The Web Is Not A Normalized Relational Database

I had lunch with Stan James on Friday at Pasquini’s Pizzeria.  Stan is the creator of Outfoxed and was introduced to me by Seth Goldstein who is one of the guys behind and has recently launched Root Markets (Seth has a long essay up about Root Markets: Media Futures: From Theory to Practice that is very interesting (and complex) if you are into this stuff.))

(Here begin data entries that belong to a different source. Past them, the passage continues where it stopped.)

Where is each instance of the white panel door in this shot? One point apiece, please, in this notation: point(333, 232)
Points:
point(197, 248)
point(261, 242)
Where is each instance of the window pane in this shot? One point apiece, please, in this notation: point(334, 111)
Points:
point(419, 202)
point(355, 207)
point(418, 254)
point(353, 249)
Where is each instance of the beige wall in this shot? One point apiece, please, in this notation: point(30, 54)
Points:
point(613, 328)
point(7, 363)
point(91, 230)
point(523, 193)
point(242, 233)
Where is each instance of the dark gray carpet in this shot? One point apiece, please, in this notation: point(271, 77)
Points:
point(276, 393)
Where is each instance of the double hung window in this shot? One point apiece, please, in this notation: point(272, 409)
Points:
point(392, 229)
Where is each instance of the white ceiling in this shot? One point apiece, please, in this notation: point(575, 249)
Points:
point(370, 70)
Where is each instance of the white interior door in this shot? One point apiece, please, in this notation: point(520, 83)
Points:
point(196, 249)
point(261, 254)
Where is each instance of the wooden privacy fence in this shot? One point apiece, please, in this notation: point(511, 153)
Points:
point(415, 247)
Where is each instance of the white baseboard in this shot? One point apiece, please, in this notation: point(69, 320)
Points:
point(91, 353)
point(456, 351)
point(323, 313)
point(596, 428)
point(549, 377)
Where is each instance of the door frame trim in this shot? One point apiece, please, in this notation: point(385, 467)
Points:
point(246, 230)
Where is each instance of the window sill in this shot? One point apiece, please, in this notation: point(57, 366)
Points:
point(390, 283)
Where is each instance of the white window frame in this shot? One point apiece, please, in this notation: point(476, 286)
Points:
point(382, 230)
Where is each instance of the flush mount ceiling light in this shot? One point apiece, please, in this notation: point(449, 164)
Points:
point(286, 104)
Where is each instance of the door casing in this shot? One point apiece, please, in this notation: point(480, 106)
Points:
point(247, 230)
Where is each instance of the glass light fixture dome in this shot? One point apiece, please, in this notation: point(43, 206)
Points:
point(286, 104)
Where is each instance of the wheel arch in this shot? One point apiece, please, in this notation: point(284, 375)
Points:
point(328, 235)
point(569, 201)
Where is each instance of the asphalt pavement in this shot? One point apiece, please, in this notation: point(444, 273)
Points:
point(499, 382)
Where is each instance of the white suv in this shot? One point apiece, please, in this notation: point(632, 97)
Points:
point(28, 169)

Stan’s moving to Boulder to be in the middle of the Internet software development universe (ok – he’s moving back here because it’s a much better place to live than Silicon Valley, but don’t tell anyone).  We spent a bunch of time getting to know each other, we talked about the research he’d been doing for his masters these in Cognitive Science at the University of Osnabrueck, and how this led to Outfoxed.  Oh – and we ate a huge delicious pizza.

I’d been playing with Outfoxed for a few days on my computer at home (I have a computer at home that I’ll install anything on) and was sort of getting it.  An hour with Stan helped a lot.  When I combine what Outfoxed is figuring out for me with the data I’m getting from Root’s Vault (my clickstream / attention data) I can see how this could be really useful to me in a few weeks once I’ve got enough data built up. More in a few weeks.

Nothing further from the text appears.